To automatically correct color or exposure in your image, select the image in the Lightbox and double-click on it to open the editing window. Next, click on Auto Color in the Basic Fixes tab to automatically balance colors in the image, or on Auto Contrast if you want to improve the contrast. The I’m Feeling Lucky button will correct both color and contrast in one step for you. The Fill Light slider allows you to increase the brightness of the foreground in your pictures. This is useful if you take a picture with a background that is too bright.

#

If you want more control, click on the Tuning tab to access a set of sliders that will allow you to make more gradual changes.

#

With the Fill Light slider, you can add light to the foreground until the image is more balanced. The Highlights slider allows you to either brighten or darken only the bright spots (or highlights) in your picture. The Shadow slider allows you to add more shadows to a picture. The changes you make with this control only affect the darkest parts of the picture (the shadows).

With the color temperature button, you can make your picture appear warmer by adding more yellow if you drag the slider to the right or cooler by adding blue if you drag the slider to the left. The Neutral Color Picker allows you help Picasa’s color correction by using the color picker to select a neutral gray in the picture.
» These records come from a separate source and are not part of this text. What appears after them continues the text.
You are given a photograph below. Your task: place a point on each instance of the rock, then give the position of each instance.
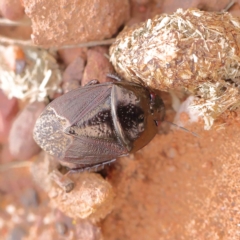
(29, 198)
(97, 66)
(73, 74)
(17, 233)
(58, 23)
(21, 142)
(91, 198)
(8, 110)
(68, 55)
(12, 9)
(85, 230)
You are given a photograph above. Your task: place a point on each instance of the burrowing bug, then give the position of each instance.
(95, 124)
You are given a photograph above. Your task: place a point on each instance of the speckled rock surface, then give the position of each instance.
(70, 22)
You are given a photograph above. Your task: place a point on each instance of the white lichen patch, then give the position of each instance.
(195, 50)
(40, 78)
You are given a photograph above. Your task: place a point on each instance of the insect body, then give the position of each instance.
(97, 123)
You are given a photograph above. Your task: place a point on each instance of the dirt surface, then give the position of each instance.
(58, 23)
(178, 187)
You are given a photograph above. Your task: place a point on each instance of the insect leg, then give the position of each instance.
(93, 168)
(92, 82)
(114, 76)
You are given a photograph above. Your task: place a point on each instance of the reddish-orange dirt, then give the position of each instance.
(178, 187)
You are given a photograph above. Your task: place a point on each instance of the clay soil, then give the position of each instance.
(178, 187)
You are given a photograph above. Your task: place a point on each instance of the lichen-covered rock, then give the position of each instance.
(37, 80)
(91, 198)
(69, 22)
(193, 49)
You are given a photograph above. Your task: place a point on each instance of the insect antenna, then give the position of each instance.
(182, 128)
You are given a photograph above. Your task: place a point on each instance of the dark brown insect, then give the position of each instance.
(93, 125)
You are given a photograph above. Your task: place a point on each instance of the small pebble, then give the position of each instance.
(61, 228)
(17, 233)
(29, 198)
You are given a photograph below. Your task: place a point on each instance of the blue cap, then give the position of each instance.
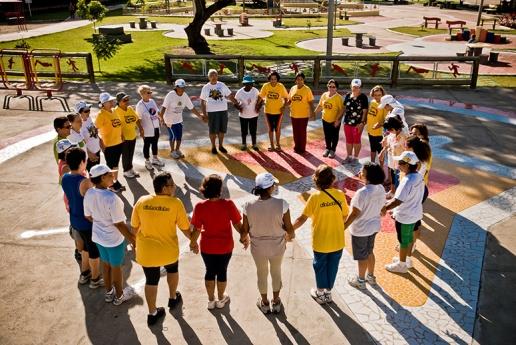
(247, 80)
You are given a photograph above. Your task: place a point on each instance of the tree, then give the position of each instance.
(104, 47)
(92, 10)
(195, 40)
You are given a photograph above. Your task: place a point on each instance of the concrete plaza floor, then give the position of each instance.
(472, 189)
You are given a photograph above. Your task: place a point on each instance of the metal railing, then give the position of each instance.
(371, 69)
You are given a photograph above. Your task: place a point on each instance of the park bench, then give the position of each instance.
(451, 25)
(116, 33)
(436, 20)
(487, 20)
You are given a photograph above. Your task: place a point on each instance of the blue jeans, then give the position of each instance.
(326, 266)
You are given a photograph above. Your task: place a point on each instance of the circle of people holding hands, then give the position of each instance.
(98, 222)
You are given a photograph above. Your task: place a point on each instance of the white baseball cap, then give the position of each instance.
(99, 170)
(265, 180)
(180, 83)
(387, 99)
(81, 106)
(105, 97)
(63, 145)
(356, 82)
(408, 157)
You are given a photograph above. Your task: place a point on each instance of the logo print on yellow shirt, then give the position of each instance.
(272, 95)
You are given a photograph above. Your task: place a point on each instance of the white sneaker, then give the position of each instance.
(265, 308)
(127, 294)
(356, 282)
(397, 267)
(211, 304)
(157, 162)
(318, 296)
(175, 155)
(371, 279)
(129, 174)
(408, 261)
(221, 303)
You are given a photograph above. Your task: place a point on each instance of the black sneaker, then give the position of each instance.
(172, 303)
(152, 319)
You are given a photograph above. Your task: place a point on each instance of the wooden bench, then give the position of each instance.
(436, 20)
(115, 33)
(451, 24)
(489, 19)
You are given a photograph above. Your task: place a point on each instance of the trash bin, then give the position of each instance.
(493, 57)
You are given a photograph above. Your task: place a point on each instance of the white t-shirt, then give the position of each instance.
(369, 200)
(248, 102)
(215, 96)
(398, 110)
(106, 209)
(410, 193)
(91, 135)
(174, 105)
(148, 113)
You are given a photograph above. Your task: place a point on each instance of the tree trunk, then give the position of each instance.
(202, 13)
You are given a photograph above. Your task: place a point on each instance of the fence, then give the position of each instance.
(381, 69)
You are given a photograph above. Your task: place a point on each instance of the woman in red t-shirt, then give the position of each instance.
(212, 220)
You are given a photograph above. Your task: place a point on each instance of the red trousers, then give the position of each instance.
(299, 126)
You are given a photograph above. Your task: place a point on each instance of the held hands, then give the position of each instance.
(194, 247)
(245, 240)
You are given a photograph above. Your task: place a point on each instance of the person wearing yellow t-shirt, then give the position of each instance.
(275, 96)
(375, 120)
(130, 122)
(110, 130)
(328, 210)
(154, 221)
(301, 109)
(331, 105)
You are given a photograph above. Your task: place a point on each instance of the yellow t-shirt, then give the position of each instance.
(128, 118)
(327, 220)
(273, 97)
(299, 102)
(374, 116)
(331, 106)
(156, 217)
(110, 127)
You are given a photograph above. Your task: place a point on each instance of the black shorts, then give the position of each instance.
(89, 246)
(113, 154)
(274, 121)
(218, 122)
(375, 142)
(362, 246)
(216, 266)
(152, 274)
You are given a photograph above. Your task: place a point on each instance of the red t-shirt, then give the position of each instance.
(214, 219)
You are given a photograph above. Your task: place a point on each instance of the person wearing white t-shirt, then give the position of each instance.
(89, 133)
(249, 104)
(364, 222)
(214, 104)
(407, 209)
(147, 110)
(105, 210)
(394, 109)
(171, 114)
Picasa includes a histogram which shows you the color information of your image as you perform changes in the Tuning tab. The histogram can be accessed by clicking on the “beanie” button in the picture tray while you have the editing window open.

#

The histogram will show you the color distribution in the three channels (red, blue, green) that combine to add color to your image. The histogram will also show you information about the camera that took the image and the settings that were used.

A good rule of thumb is that you should try to end up with a histogram that has information spread out. A histogram with information bunched up in the middle is indicative of a washed out image that lacks contrast, while one with more information at one end is indicative of an image that is either overexposed (too bright) or underexposed (too dark).

You can undo any changes you make in the Tuning tab at any time by clicking on the Undo Tuning button.